Anybody that has not seen what happens when Zookeeper’s data is obliterated for live cluster - its a trainwreck. It is a bad idea, you should never do it. The person that killed Zookeeper said they knew that they had just made a terrible mistake immediately after they did it. They restored things the best they could, and everything seemed to be limping along this week. One day this week, someone observed some strange behavior on the Mesos cluster. One of the services was refusing to start, and Spark Drivers were not able to start Spark Workers. There were crazy log events that were spooling through Mesos. The only difference I noticed was that leader election occurred - when one of the standby Mesos masters are promoted to master.
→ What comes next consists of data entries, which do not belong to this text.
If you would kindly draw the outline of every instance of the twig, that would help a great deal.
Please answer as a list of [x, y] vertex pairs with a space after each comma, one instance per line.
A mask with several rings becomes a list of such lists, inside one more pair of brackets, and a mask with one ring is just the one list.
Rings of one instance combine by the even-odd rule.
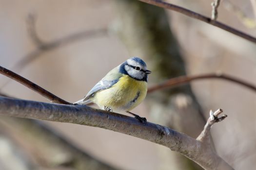
[[206, 22], [209, 24], [215, 26], [217, 27], [221, 28], [223, 30], [226, 30], [230, 33], [234, 34], [242, 38], [246, 39], [252, 42], [256, 43], [256, 38], [244, 33], [240, 31], [228, 26], [223, 23], [218, 22], [217, 21], [211, 19], [210, 18], [204, 16], [201, 14], [197, 13], [195, 12], [190, 11], [180, 6], [173, 5], [169, 3], [165, 2], [160, 0], [139, 0], [140, 1], [154, 5], [160, 7], [166, 8], [178, 13], [183, 14], [188, 17], [193, 17], [194, 18], [199, 19], [202, 21]]
[[213, 9], [212, 10], [212, 19], [216, 20], [218, 17], [218, 7], [219, 5], [220, 0], [214, 0], [211, 3]]
[[253, 10], [254, 14], [254, 17], [256, 19], [256, 1], [255, 0], [251, 0], [251, 3], [253, 7]]
[[180, 85], [196, 80], [207, 79], [219, 79], [236, 83], [256, 92], [256, 86], [237, 78], [220, 73], [211, 73], [196, 76], [183, 76], [169, 79], [165, 82], [149, 87], [148, 93]]
[[69, 105], [0, 97], [0, 115], [79, 124], [118, 132], [158, 143], [177, 151], [205, 170], [233, 170], [199, 140], [166, 127], [86, 105]]
[[73, 104], [73, 103], [70, 103], [69, 102], [66, 102], [64, 100], [59, 98], [59, 97], [55, 96], [52, 93], [41, 87], [39, 85], [36, 85], [34, 83], [30, 82], [29, 80], [19, 74], [17, 74], [1, 66], [0, 66], [0, 73], [22, 84], [31, 90], [49, 100], [51, 102], [64, 104]]
[[223, 110], [221, 109], [217, 110], [214, 113], [212, 110], [210, 111], [210, 117], [204, 126], [203, 130], [197, 138], [197, 140], [202, 143], [205, 143], [206, 144], [210, 145], [210, 130], [211, 128], [214, 123], [221, 121], [228, 117], [227, 115], [223, 115], [219, 118], [218, 117], [222, 112]]
[[[20, 60], [12, 67], [16, 71], [21, 70], [25, 66], [39, 57], [44, 52], [83, 38], [106, 35], [108, 31], [107, 28], [83, 31], [52, 41], [46, 42], [41, 40], [37, 33], [35, 27], [36, 18], [34, 15], [30, 14], [28, 16], [26, 23], [28, 34], [36, 45], [37, 48], [23, 57], [21, 57]], [[1, 85], [0, 88], [3, 88], [9, 82], [9, 81], [7, 81], [3, 83]]]
[[43, 47], [45, 43], [41, 40], [37, 33], [36, 29], [36, 16], [30, 14], [26, 19], [27, 32], [29, 37], [37, 47]]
Upon inspection of coordination efforts, it looked like Zookeeper and Mesos were still out of sync. State information was not being handed off to that newly promoted master. So, I realized that Mesos had never been restarted since that fateful event last week involving the killing of Zookeeper. It seemed that the best option was to stop all of Mesos: Mesos slaves and Mesos masters as well as stopping any Mesos frameworks. Once the cluster was quiet, I had to worry about Docker.

We primarily use Docker as the executor for Mesos. That means that when services are started or stopped, Mesos slave has to communicate with Docker executor inside of Mesos 0.20, which then needs to communicate with Docker daemon in order to get the service to stop. Since Mesos was in a bad state, then that did not actually happen.

Something else that I learned from this: if you are using a Docker based infrastructure, restarting Mesos alone is not enough. To recover from this sort of thing, you actually have to go and manually stop all Docker containers that are left behind - essentially orphaned by the shutdown of Mesos. Mesos is no longer managing them properly. This is obviously an opportunity to write some sort of helper script or helper job that gets initiated by the upstart job that is used to start and stop Mesos slave. I actually had to go and stop all of those Docker containers. Without doing so, we would have had duplicate data producing jobs running, which Mesos would no longer have visibility of.

Once all of those Docker containers were stopped, I started up mesos-master on every node, followed by starting up mesos-slave on all every node. I was able to verify through the Mesos Web UI, :5050, that the correct number of slaves were running. Finally, I started back up Marathon - which immediately begins restoring all the services it was previous running.

In summary: I started up each of the Mesos masters, then each of the Mesos slaves, and finally Marathon. That allowed Mesos to properly initialize its information on the Zookeeper path (Mesos uses /mesos by default on Zookeeper), and get all of its state information reset. At that point everything began to work properly.